Knowing what an MQL lead is and tracking this metric is important because it serves as a bridge between sales and marketing. 

It tells the marketing department how many leads they have generated for the sales team and can serve as a basis for meeting a certain quota each week or month. For sales, it is used as the first step in the inbound sales funnel, indicating how many new qualified leads are ready to follow up.

The MQL lead metric is really the result of establishing a process for sales and marketing. The count of contacts that reach the marketing qualified lead stage comprises the metric you will monitor, but the process is more nuanced and has implications for sales and marketing teams. 

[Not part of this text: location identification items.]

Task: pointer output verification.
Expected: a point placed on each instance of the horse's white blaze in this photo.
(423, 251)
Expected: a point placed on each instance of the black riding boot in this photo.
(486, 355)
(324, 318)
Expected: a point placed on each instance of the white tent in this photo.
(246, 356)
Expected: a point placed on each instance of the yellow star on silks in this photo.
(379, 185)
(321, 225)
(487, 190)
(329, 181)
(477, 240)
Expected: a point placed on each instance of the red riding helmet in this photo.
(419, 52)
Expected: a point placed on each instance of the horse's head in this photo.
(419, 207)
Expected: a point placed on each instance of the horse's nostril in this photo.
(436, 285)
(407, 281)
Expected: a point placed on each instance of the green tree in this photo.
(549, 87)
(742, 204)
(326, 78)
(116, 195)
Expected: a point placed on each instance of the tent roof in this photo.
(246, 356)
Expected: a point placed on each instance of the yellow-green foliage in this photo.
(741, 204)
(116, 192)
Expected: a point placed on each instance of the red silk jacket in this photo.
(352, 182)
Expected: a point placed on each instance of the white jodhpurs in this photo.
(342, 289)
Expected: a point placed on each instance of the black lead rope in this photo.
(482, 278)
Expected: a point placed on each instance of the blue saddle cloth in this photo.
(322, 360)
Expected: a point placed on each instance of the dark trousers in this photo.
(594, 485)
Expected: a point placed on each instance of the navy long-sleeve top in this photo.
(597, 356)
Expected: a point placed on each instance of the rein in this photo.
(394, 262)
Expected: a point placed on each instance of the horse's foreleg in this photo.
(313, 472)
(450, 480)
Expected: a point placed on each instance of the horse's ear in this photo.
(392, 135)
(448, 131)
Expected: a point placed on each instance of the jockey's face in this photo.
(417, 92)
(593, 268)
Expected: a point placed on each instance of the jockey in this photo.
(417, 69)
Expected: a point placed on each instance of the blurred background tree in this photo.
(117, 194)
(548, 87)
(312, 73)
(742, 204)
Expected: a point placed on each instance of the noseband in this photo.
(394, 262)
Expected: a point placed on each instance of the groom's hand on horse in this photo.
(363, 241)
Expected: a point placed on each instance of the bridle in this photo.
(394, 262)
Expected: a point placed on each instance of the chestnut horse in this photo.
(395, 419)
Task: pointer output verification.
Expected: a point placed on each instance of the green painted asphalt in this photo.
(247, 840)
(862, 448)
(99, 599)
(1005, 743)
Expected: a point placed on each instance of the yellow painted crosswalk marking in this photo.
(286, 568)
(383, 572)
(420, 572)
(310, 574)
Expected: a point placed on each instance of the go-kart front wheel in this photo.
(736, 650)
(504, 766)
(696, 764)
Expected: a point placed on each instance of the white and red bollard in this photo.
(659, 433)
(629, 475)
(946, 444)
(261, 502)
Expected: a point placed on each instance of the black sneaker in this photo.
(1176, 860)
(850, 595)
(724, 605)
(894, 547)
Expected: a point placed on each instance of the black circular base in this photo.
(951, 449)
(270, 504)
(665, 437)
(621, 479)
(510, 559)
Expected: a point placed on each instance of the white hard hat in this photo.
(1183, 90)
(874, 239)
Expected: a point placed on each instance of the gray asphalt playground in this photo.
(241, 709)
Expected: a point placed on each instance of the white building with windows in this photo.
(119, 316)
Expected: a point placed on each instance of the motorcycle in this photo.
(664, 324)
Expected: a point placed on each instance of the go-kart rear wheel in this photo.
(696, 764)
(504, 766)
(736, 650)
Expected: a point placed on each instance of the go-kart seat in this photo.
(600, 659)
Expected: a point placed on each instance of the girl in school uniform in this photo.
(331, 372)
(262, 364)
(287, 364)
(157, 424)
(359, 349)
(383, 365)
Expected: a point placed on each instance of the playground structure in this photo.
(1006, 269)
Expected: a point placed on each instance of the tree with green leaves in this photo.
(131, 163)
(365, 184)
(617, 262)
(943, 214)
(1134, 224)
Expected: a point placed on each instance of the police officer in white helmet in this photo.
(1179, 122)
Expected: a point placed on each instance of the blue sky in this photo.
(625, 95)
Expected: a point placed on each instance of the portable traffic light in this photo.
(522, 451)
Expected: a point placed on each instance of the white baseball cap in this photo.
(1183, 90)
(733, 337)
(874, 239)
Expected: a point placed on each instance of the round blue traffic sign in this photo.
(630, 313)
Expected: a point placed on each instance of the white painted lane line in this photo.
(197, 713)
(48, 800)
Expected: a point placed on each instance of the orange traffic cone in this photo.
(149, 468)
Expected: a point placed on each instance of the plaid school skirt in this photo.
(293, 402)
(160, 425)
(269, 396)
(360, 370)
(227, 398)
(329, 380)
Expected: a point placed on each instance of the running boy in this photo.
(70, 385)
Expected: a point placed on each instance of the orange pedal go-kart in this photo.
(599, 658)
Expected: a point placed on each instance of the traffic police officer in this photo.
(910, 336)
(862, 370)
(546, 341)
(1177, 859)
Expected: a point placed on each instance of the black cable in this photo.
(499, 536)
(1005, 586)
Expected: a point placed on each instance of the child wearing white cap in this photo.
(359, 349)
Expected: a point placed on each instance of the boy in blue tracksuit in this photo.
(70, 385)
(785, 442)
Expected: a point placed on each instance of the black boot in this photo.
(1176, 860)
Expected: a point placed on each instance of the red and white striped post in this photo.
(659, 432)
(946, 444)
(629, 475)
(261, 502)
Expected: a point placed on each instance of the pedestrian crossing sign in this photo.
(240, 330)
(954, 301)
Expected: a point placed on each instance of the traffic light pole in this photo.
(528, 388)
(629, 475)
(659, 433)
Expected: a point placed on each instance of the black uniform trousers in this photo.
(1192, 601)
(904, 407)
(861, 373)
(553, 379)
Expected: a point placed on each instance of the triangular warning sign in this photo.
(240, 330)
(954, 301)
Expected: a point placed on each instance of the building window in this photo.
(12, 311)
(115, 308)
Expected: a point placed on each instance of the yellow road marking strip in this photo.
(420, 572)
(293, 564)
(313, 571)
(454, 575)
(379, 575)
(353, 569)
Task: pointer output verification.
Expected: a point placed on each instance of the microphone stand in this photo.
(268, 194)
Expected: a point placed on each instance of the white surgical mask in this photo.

Since this metric is the transition point from marketing to sales, it should facilitate conversations about quality and quantity. Ideally, MQL leads should be accepted by sales and worked on by sales at a high percentage. If sales reject a high percentage of MQL leads, then the quality is low and the definition needs to be adjusted.

In short, lead MQL is more than a measure or KPI. It has several functions:

  • A forcing function to organize your sales and marketing lead handoff process
  • An optimization metric. You can evaluate the early stages of your sales process and observe the conversion of leads to potential customers to see the degree of conversion of the contacts in your database.
  • Establishing objectives and optimizing programs. For example, optimizing a demo request campaign

How do you track an MQL lead?

Now that you know what an MQL lead is, let’s learn how to track them. It can be in your marketing automation platform or CRM (or both). Tools like HubSpot, Marketo, Salesforce, and others provide you with both the means to communicate with MQL leads and implement a process.

The key here is to come up with a business definition of an MQL and translate it into your contact database. For example, if you work at HubSpot you might want to implement a lead scoring program that evaluates the attributes of each contact and assigns scores. Next, you’ll set a “threshold” that indicates that a lead is now an MQL lead. 

One interesting thing to keep in mind about MQL leads is that it is a “transitional” phase. Once a lead is converted to an MQL lead, it should quickly move into the sales funnel. Your MQLs lead list will be quite fluid – each day you will see new contacts added and older contacts deleted. In HubSpot, for example, an MQL lead should progress to the Sales Qualified Lead (SQL) phase. For this reason, you will have to use timestamps to count MQL leads generated during a given period.